Sometimes even tradition — which made you a venerable institution in Philadelphia — has to take a backseat.
Boyds, the cathedral for men’s tailored suits on 1818 Chestnut St., with marble floors, high ceilings, large Pantheonlike columns, and distinctive blue awning, is undergoing a massive $10 million redo, both internally and externally.
In less than two weeks, the brand will start selling merchandise online at Boydsphila.com for the first time in its 79-year history.
There’s a deliberate outreach to attract more women by moving women’s wear and accessories from the third floor to the first and mezzanine levels — giving them prime window display alongside menswear — to alter perceptions of the store, said third-generation owner and Boyds president Kent Gushner.
“We’re building a whole new store to meet 21st-century needs,” said Gushner on a tour Thursday of the top-to-bottom changes. His brothers-in-law Jeff Glass and Ralph Yaffe, who were also partners in the family business, retired about six weeks ago, leaving Gushner at the helm.
In addition, some seamstresses and tailors who work in Boyds’ fifth floor “nerve center,” so called because of the vital role of tailors to Boyds’ business, will move to the first, second, and third levels, mingling directly with customers and associates, giving customers a view of their craft.
To sweeten the online shopping experience that launches the first week of October, Gushner said, a Boyds online customer will be matched with an in-store sales associate to answer any questions about a Boyds product or service.
“We want brick and mortar to support the online, and vice versa,” Gushner said. “That’s what will set us apart.”
It hired online marketing manager Jenna Cooperstein and store marketing director Frank Bellina to get Boydsphila.com off the ground.
The outreach to women is just as significant.
“We need to make Boyds more inviting and warmer to women,” Gushner said. “They really had to work to get to women’s wear on the third floor.
“We believe we can grow our women’s business substantially beyond where it is now,” he said. “Women’s has tremendous upside for us. By repositioning women’s wear and accessories, it lets women know when they walk in that they are in a women’s store for the first time.”
The entire mezzanine will display an expanded inventory of women’s shoes, handbags, jewelry, and accessories.
“Part of our research kind of informed us and confirmed that a lot women still look at Boyds as a big luxury men’s store with a women’s department,” Gushner said. “After this, the perception will begin to alter to be more aligned to what we want to be as a destination for women and men.”
He is leaning a bit more these days on his eldest son, Alex, to help with the renovation and to move Boyds in a new direction.
At 28, Alex just happens to be a millennial, a demographic coveted by retailers. His expanding role is not by accident.
Online men’s fashion retailers like Bonobos and UnTUCKit, which cater to millennials, have recently opened stores on posh Walnut Street.
The elder Gushner doesn’t mind referring to Boyds as the “anti-Bonobos.”
“The question is not whether can we compete with them, but whether they can compete with us,” he said. “We offer so much more in terms of service, selection, and enduring relationships.”

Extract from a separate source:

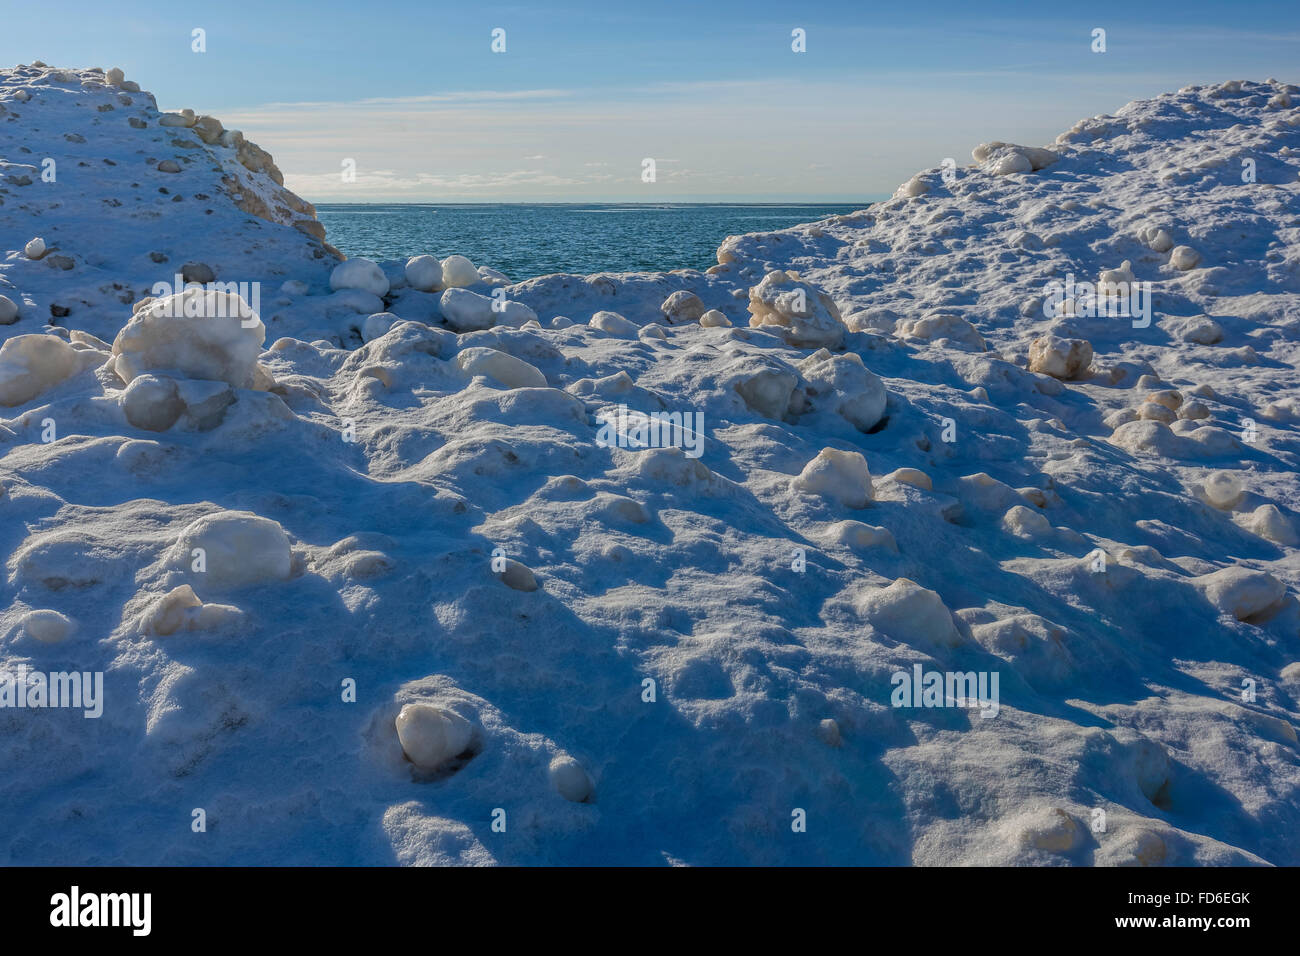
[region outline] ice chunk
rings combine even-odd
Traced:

The backbone of Boyds’ business is men’s tailored clothing, and that will be re-merchandised and relocated from the second floor to the third.
Men’s sportswear, footwear, and dress furnishings will take over the entire second floor.
For the first time, Gushner said, the second and third levels will be divided. One side of each floor will be classic and luxury, with the other side contemporary and designer for younger men.
He acknowledged the new generation of menswear retailers is partly behind Boyds’ redesign, which will include more hip music on the contemporary and designer sides of the second and third floors, and LED screens throughout the store that will feature videos of how Boyds’ merchandise comes to life — from a customer picking out a suit fabric to a dress being designed.
“It will be like a series of fashion shows,” Alex Gushner said. “People walking by the store will be able to watch the screens and see what’s going on inside, and customers inside can watch what’s going on throughout the store.”
Kent Gushner said the renovations began six months ago and work moved to the first level and mezzanine about two weeks ago. Construction will continue for about another year.
On Monday, demolition work will begin on the first floor and migrate to the mezzanine. Shoppers entering Boyds will be led to a corridor from the entrance to elevators to whisk them off to the other floors.
The third and second levels will follow.
Gushner said it was important to note that Boyds will be open for business throughout the renovation.
“This is a rebranding and repositioning of the store,” he said. “It’s something that has been in the works for three years … and in response to research we have done and listening to the desires of our clients to improve the overall store experience.”
As a Philadelphia-born-and-bred landmark, there was another reason.
“We realize that on the surface, we are swimming upstream, but … we feel there is an audience in the market with the city growing and continuing to improve,” he said. “We feel there will be a demand for brick-and-mortar stores, but brick-and-mortar stores that will really be able to deliver.”